At the close of the evidence, defendant moved for a directed verdict, assigning reasons therefor in thirteen different clauses. But it is not necessary to notice particularly all these clauses, since the three following involve substantially all questions of law presented by the exception to the overruling of the motion: (1) the road commissioner could not bind the town by a contract such as the plaintiff’s evidence tended to show, (meaning, we suppose, that part by which the horses were to be returned in as good condition as when taken); (2) the road commissioner could not bind the town by giving the order in question; and (3) general assumpsit will not lie for injury to the horse.

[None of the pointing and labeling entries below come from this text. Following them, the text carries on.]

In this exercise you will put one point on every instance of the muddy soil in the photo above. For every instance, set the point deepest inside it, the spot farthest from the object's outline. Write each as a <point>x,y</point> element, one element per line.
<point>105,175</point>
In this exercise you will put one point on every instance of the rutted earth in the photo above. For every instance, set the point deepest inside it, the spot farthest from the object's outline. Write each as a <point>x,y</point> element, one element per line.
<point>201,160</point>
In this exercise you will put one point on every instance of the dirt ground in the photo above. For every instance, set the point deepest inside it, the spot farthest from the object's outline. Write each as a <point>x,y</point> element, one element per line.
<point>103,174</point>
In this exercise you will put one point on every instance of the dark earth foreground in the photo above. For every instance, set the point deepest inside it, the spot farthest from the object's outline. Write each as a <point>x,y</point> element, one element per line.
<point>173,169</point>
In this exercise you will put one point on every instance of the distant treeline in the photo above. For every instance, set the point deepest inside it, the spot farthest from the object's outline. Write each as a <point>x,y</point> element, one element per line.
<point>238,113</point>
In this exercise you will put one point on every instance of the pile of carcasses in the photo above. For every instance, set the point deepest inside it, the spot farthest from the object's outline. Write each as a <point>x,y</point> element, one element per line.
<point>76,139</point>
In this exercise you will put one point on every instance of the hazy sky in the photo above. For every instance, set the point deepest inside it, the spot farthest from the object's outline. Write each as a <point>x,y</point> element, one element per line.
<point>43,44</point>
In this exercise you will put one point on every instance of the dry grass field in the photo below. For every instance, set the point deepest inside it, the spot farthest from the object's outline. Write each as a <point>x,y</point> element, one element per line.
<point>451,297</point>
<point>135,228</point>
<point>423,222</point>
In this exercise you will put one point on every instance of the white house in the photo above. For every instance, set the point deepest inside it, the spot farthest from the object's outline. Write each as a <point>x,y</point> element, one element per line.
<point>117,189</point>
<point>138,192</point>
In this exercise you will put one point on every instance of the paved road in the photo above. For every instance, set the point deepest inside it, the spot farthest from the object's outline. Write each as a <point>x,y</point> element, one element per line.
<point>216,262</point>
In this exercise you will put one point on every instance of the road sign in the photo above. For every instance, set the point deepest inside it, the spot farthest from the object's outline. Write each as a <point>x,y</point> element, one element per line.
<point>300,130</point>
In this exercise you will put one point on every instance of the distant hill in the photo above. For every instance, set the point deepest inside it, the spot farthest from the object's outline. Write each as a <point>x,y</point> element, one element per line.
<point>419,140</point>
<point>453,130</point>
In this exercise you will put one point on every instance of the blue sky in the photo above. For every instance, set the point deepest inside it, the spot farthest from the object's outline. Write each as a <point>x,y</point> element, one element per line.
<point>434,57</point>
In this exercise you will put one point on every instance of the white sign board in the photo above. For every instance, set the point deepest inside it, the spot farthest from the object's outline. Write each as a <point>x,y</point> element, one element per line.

By statute the town road commissioner is the officer of the town to superintend the expenditure of the highway tax, and to that extent, without doubt, to have charge of keeping in repair [119]*119the highways of the town, and for any damage sustained by the town by reason of his fault or negligence in the performance of such duties, he is responsible. P. S. 3958. In addition to the powers thus expressly given, he has such further powers as are necessary for the due and efficient exercise of the powers expressly granted, or as may be fairly implied from the statute granting the express powers. Throop on Public Officers, Sec. 542; Douglass & Varnum v. Village of Morrisville, 89 Vt. 393, 95 Atl. 810.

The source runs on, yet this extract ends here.